The infrastructure challenge can be tackled with more innovative means than bricks and mortar alone. Stanford University has piloted a blended learning initiative offering online videos combined with classroom based learning. Innovations such as these can accommodate more students and reduce the dependency having bums on seats in classrooms, thus offering more cost effective and accessible channels of learning. With blended learning, student performance can be effectively monitored and teaching personalised for students. Early interventions can be offered to students who are not coping with either the workload or the material.

This can positively influence the very low graduation rate of 15 percent among undergraduate students in South Africa. At Purdue University in the United States, students who enrolled for blended technology had a 21 percent higher graduation rate. For innovations like these to bear fruit, internet connectivity must be ubiquitous and affordable.

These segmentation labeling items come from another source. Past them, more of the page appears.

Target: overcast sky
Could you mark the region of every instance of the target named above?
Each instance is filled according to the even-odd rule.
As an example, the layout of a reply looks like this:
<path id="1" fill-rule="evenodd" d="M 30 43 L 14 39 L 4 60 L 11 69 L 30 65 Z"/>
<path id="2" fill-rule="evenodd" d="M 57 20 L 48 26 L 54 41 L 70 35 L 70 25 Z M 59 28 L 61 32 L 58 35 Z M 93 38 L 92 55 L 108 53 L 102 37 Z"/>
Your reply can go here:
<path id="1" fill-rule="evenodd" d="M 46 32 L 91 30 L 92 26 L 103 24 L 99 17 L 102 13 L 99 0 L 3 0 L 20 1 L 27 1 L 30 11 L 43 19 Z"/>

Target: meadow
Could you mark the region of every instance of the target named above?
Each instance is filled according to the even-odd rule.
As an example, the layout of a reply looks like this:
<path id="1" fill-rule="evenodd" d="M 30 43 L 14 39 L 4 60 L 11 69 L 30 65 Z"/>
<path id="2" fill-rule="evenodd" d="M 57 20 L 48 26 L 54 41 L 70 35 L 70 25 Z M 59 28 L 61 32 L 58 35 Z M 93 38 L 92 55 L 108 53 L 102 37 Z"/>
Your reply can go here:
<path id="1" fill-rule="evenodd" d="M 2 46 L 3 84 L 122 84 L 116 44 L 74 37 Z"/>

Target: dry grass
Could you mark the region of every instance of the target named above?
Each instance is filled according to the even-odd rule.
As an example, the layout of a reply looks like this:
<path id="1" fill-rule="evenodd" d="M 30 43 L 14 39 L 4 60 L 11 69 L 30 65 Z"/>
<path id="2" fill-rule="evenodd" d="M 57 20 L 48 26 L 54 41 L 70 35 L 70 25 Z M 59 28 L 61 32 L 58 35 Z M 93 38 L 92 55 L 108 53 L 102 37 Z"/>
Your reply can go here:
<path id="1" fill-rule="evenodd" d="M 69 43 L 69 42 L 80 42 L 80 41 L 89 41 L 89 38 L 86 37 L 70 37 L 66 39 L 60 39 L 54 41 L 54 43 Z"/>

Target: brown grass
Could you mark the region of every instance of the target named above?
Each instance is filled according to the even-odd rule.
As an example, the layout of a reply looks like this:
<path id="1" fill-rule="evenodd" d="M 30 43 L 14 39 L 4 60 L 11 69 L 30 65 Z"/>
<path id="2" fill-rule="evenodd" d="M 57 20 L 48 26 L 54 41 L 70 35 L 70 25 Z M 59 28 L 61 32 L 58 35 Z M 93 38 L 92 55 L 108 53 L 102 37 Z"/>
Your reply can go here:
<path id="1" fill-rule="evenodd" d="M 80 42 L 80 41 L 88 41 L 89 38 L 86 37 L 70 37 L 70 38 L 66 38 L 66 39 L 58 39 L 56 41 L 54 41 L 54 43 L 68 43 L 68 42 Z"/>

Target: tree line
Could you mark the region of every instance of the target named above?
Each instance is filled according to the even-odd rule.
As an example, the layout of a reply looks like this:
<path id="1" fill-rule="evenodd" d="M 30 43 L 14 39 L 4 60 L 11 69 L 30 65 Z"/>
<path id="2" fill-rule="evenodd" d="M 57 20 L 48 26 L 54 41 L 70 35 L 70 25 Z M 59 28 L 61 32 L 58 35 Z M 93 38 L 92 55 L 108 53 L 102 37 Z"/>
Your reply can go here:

Universities may also reconsider their service delivery models, with many functions duplicated across faculties and schools, functional areas and departments. Serious consideration should be given to shared services where cost benefits will immediately be recognised. A simple move away from paper based administration and assignment submissions will mean a significant saving in paper, printing and postal costs too. For instance, one of South Africa’s largest universities reportedly spent R240 million on printing and R80 million on delivery - a cost that could be dramatically reduced through digitalisation.

Just as iTunes®, Netflix, Kindle, and other innovations have disrupted the music and media industries, new developments are starting to impact higher education at its core. In much the same way these technologies and business models changed the way we interact with and consume everything from books and television to movies and other media, so, too, can we expect them to disrupt education. Deloitte University’s “Reimagining Higher Education” report in 2014 found that 70% of US students were already undertaking tertiary education through a non-traditional, digitalised or online source.

The Heher Commission recommended a cost-sharing model of government guaranteed income-contingent loans (ICL). Through this model commercial banks issue government guaranteed loans to students and it is repaid after graduation once a specific income threshold is attained.

However, with student debt levels of over R700 million at eight of our largest universities alone, it is untenable for the most vulnerable youth to be caught in a cycle of debt at the very starting line of their careers. With the excessively high unemployment rate, the risk to the government who bears the secondary liability in the recommended ICL model is extensive.

If private citizens elect to contribute to free education - which does not take the form of a loan - in their personal capacity, an option exists to co-ordinate collections through SARS. Cognisant of the ostensible trust deficit that exists between the public and private sector, this fund would need to be independently managed and transparently administered by a board composed of competent public and private sector individuals.

For example, the income tax rate has recently increased by three percent for the highest earning individuals. Private citizens might elect to donate a portion of their income to this external fund. If all 19 million individual taxpayers opt for a similar contribution ranging from between R550 – R1000 a year, this would equate to a pot of over R10 billion that can be contributed towards the cost of higher education. Similarly, if the one million tax paying companies donate just R1000 per year, they will contribute a further R1 billion to this independent fund.

Another avenue that can be explored is crowd funding and this can be achieved thorough utilizing a trusted platform where people across the world could fund students. We should consider afore-mentioned best practices, as we are not alone in seeking ways to provide affordable education. This will bring us a step closer to realising free higher education without negatively impacting economic growth. Free education needs a collaborative effort.